If a reader wishes to know where the COMMANDOpera style of musical criticism is derived, they would have to go back to the iconic writings of Mr. Andrew Porter for the New Yorker Magazine during the eighties. The above excerpt is extremely typical of Mr. Porter’s lucid style which makes for an illuminating read on how musical criticism was correctly essayed. It seems such a distant memory to recall the endless waiting one endured each week for the latest edition of the New Yorker to see who Mr. Porter liked and who he did not. No other voice in musical criticism mattered to the degree of Mr. Porter, and this writer adored and pedestalized the man to no end. Recently this venue attempted to be in touch with Mr. Porter who is 82, with no success to date. Here is Mr. Porter’s biography from Wikipedia:
‘Andrew Porter, born August 26, 1928, in Cape Town, South Africa, is a British music critic, scholar, organist, and opera director. He studied organ at University College, Oxford University, in the late nineteen-forties, then began writing music criticism for various London papers, including The Times and The Daily Telegraph. In 1953 he joined The Financial Times, where he served as the lead critic until 1972. Stanley Sadie, in the 2001 edition of the Grove Dictionary of Music and Musicians, writes that Porter “built up a distinctive tradition of criticism, with longer notices than were customary in British daily papers, based on his elegant, spacious literary style and always informed by a knowledge of music history and the findings of textual scholarship as well as an exceptionally wide range of sympathies.” In 1960, Porter became the editor of The Musical Times. From 1972 to 1973 he served a term as the music critic of The New Yorker. He returned in 1974 and remained the magazine’s music critic until he moved back to London in 1992. His writings for The New Yorker won respect from leading figures in the musical world. The composer and critic Virgil Thomson, in a 1974 commentary on the state of music criticism, stated, “Nobody reviewing in America has anything like Porter’s command of opera. Nor has The New Yorker ever before had access through music to so distinguished a mind.” In more recent years he has written for The Observer and The Times Literary Supplement. His English translations of Der Ring des Nibelungen and The Magic Flute have been widely performed. His most significant achievement as a scholar was his discovery of excised portions of Verdi’s Don Carlos in the library of the Paris Opera, which led to the restoration of the original version of the work’.
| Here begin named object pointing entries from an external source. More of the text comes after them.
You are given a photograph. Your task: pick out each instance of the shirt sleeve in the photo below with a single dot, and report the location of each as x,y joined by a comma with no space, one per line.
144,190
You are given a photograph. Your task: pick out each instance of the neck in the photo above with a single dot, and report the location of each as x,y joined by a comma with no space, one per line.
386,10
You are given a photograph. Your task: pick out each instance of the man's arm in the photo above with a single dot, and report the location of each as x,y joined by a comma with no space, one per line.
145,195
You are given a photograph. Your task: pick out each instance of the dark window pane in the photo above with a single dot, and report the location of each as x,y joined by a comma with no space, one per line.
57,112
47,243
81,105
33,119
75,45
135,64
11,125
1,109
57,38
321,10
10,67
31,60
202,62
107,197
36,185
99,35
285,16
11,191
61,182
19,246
COMMANDOpera does not own such an extraordinary background within the realm of classical music as Mr. Porter. There is no critic of note today who does. Nevertheless, the style of Mr. Andrew Porter is not lost to readers today who are interested in digesting serious musical criticism. It remains the unique foundation of COMMANDOpera.









Dear CommandOpera,
Thank you for reaching for the stars! I look forward to reading your criticism (this is my first time on your site). The New Yorker lost much of its appeal to me since Mr. Porter’s departure,so I am glad someone is following his lead. Best wishes!
Welcome. Perahps Mr. Porter does look in now and again, however it is for readers such as yourself which motivates me each day to maintain his exemplary standard.
The wonderful Mr Porter appears in this fascinating 1969 documentary about an east-meets-west music festival in Iran, along with fellow music critic Desmond Shawe-Taylor, Arthur Rubenstein and others. http://www.nzonscreen.com/title/sound-the-trumpets-beat-the-drums-1969
Mr. Porter had an equally wonderful and able sister named Shelia who was an efficient and delightful performing arts publicist, specifically for the royal Opera House Convent Garden and later for the now ill disposed and I fear doomed NYCOpera. She was a wonder and fount of information and very kind, generous, considerate and helpful to new reviewers and small fry in the journalism world. I think between them, the state and health of both the Met and the NYCOpera would be considerably better off, not to mention the level and degree of opera criticism, these days. They both supported what was best in their companies and field and were not out-and-out corporate or company people, devoid of morals, taste, values and aesthetics, ready to say and do anything to promote whatever trash was to be hyped like I find today.